Aufmüpfig denkt er, als hätte er das alles nicht schon selbst herausgefunden.
Beer sieht ihn fragend an, dann lacht er kurz und trocken und sagt: »Ich weiß, ich weiß, es kann auch ganz anders sein.«
Nach einer Pause, in der er Noldi sorgsam mustert, fragt er: »Brauchst du Verstärkung?«
Noldi hat eine heftige Antwort schon auf der Zunge. Er würde am liebsten sagen, dass sie ihm den Fall zugeschoben haben, gegen seinen Willen, und dass es jetzt sein Fall ist. Und man ihn einfach in Ruhe lassen soll. Das schluckt er aber hinunter, er will Beer nicht reizen. So lehnt er das Angebot nur dankend ab.
Der Chef ist sichtlich erleichtert. Er wüsste, gesteht er, gar nicht, wen er dafür hätte aufbieten sollen.
»Kohler ist ausgefallen«, sagt er, »der hat ein Magengeschwür, Ruedi Rathgeb ist auf Vaterschaftsurlaub. Und die Gewaltprävention läuft. Das gibt ebenfalls zu tun.«
Noldi denkt, kein Wunder, dass der Kohler es mit dem Magen hat. So sauer, wie der immer dreinschaut. Plötzlich überlegt er, oder ist es umgekehrt? Ist er sauer, weil er mit dem Magen zu tun hat?

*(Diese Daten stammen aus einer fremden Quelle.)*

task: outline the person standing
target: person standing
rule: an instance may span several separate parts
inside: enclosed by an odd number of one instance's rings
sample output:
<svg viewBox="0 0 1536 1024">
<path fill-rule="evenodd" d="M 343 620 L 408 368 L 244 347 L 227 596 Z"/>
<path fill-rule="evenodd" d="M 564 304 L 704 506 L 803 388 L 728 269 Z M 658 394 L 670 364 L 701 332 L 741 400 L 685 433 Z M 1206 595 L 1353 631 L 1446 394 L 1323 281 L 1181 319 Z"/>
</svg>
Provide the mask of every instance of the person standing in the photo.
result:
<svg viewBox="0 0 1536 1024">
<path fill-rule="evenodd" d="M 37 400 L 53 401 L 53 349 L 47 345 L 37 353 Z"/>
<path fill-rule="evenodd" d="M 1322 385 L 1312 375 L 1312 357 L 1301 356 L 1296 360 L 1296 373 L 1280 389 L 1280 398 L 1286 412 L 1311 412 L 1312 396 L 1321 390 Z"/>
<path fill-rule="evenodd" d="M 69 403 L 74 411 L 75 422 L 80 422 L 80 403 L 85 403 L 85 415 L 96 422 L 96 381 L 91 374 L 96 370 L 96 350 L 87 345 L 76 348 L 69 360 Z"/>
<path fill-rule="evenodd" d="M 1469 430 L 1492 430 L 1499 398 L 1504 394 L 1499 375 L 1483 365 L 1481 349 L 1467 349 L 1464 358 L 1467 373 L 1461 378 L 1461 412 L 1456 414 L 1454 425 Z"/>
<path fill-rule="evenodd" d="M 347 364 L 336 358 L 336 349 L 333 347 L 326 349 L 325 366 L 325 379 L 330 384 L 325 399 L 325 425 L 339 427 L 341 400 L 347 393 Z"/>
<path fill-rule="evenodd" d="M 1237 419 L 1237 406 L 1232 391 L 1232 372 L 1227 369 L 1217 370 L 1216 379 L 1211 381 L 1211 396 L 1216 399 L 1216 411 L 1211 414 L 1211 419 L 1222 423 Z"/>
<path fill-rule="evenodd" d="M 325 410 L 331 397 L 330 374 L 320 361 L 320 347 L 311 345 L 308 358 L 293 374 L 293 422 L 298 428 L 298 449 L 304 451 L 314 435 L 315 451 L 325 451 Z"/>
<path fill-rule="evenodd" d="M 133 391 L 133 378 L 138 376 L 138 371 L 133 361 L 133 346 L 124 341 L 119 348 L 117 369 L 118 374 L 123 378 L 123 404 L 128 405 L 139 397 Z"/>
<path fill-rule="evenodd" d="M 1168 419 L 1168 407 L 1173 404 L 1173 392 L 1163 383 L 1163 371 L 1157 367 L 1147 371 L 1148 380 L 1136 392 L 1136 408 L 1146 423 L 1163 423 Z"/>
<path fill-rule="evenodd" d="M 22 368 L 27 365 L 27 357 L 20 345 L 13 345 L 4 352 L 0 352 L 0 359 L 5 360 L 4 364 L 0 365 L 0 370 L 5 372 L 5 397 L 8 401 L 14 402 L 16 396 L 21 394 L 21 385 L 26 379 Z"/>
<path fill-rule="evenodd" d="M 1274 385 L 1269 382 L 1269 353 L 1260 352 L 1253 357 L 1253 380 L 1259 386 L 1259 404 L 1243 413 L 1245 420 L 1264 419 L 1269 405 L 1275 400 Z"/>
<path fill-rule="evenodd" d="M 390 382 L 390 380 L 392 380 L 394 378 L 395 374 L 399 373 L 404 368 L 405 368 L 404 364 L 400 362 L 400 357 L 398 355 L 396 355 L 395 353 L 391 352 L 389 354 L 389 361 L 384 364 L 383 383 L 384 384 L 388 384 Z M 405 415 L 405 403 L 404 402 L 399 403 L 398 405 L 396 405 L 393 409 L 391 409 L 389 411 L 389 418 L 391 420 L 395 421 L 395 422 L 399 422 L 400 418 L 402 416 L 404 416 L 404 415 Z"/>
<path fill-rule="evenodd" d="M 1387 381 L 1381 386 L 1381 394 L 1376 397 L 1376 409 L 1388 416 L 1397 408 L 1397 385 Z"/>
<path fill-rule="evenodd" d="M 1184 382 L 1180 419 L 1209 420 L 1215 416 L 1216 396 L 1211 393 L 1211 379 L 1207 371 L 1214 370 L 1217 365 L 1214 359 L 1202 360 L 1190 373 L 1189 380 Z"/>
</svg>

Dann schießt ihm der Gedanke durch den Kopf, ob er nicht den Fall Walter auch umdrehen könnte. Alles von der anderen Seite her ansehen. Wo müsste man da anfangen? Beim Wald? Wieso ist sie gerade in diesem Wald gelandet und nicht im Walensee, wenn sie schon dort gewohnt hat?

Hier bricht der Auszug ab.